As he points out in his wonderfully honest, funny, and a moving book, An Autobiography, he has not really been financially successful until well into his 60s. Many may not know that he has never earned the astronomical sums his prints commanded — those prices were earned by art dealers and those who had the wisdom to buy from him earlier in his life. Even in his very last years, he would only charge $800 for his finest prints — his personal record — knowing they could immediately be resold for ten times, or more, than that amount. He was acutely aware of this — he once gifted print of his to a friend of mine reminding him: Don’t sell it now, keep it, it will help you buy a house one day. Nonetheless, he has managed to make ends meet, living without excess, but living in what his autobiography oozes with: happiness. Was there a secret to his life?
What makes Ansel Adams so inspiring in the 21st century is precisely that he was able to live a full life that many people would envy now: doing mostly what he loved, and earning just enough to happily get by — certainly not living in poverty, but clearly without the grave entrapments of wealth. It must have taken a lot of wisdom to pare down his needs and to focus on what was essential, in itself a mark of character. Though I have never met him, based on all that I read, saw, and heard about him, I realised that his life was focused on his artistic expression, which had sparked the happiness, and was further fuelled by the wonderful response he was getting when he was teaching others, at his workshops and through his writings. I see that Adams had created a wonderful balance in his life, where each element was in unison with one another, helping him feel content even in the toughest of times.
Perhaps that is a recipe for a happy life. It intertwines otherwise separate elements: artistic creativity, persistently disciplined thinking, and an obligation to relentlessly pass useful skills to others in the society.
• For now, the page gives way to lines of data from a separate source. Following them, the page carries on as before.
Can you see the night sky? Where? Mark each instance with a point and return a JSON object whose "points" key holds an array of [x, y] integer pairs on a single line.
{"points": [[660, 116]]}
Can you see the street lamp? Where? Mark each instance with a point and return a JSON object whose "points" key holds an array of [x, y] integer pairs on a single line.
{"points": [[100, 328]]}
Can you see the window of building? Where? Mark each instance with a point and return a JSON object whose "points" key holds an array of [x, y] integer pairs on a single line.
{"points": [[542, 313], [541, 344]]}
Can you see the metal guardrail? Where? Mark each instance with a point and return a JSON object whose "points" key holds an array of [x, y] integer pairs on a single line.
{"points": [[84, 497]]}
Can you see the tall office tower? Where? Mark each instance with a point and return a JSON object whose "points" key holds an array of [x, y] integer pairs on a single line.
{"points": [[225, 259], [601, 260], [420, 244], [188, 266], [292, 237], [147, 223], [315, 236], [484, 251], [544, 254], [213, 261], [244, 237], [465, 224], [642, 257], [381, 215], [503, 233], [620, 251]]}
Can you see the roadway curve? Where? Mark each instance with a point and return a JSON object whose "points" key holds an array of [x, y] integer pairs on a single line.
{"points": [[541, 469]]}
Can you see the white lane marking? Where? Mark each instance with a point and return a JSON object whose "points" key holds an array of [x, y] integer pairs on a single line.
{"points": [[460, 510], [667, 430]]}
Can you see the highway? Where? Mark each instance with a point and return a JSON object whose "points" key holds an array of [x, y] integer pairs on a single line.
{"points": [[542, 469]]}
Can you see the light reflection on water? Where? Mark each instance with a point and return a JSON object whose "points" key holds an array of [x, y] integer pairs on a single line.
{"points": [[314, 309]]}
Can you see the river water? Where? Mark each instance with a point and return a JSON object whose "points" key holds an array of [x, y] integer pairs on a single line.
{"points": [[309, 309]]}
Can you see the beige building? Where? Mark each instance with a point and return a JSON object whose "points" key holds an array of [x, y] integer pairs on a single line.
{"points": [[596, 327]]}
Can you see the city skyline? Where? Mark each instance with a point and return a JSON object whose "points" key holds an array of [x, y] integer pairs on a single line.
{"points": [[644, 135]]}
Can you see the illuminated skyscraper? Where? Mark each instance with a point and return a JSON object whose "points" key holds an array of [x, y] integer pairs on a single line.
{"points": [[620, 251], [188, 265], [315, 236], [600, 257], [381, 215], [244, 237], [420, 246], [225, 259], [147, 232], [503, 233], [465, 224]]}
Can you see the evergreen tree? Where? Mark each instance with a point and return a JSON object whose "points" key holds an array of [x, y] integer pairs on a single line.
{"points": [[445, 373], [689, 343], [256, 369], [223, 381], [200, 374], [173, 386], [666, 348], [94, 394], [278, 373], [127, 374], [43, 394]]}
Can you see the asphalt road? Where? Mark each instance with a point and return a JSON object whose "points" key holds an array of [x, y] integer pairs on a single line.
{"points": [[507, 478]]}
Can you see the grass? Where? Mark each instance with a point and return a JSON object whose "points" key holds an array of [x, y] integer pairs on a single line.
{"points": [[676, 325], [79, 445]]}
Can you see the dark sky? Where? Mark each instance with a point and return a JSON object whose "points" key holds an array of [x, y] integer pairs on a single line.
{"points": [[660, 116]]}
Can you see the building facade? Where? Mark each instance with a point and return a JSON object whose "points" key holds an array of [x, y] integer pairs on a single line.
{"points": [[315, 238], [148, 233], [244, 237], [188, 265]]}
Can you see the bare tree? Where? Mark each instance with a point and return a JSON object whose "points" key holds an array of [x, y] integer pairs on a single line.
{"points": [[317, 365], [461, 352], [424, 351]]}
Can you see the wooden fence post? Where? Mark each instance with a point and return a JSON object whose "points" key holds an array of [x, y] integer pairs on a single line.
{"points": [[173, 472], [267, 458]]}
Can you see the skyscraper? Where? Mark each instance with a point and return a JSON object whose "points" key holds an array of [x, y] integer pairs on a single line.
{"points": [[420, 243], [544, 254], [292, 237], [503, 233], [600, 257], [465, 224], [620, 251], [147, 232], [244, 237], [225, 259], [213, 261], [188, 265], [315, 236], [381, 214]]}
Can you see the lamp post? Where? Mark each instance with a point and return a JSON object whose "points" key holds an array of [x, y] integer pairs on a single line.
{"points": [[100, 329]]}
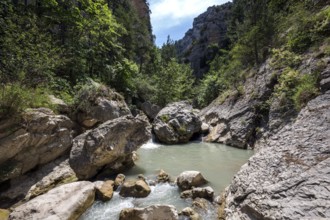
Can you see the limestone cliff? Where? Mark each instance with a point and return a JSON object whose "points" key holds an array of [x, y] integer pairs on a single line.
{"points": [[208, 34], [288, 177]]}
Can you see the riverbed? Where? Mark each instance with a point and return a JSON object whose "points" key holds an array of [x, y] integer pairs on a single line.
{"points": [[218, 163]]}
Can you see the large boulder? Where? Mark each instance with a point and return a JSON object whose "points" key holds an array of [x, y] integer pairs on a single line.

When I dream, I like to think of myself as still being able to teach others when I am in my 70s and beyond. I hope to be relevant because of my skills, and because of my work — maybe less because of IT, which will change and which will be forgotten, but hopefully more because of my photography, through which I wish to share a way of seeing the world as a complex, abstract, yet a happily continuing place.
Happy Birthday, Ansel! Thank you for inspiring me.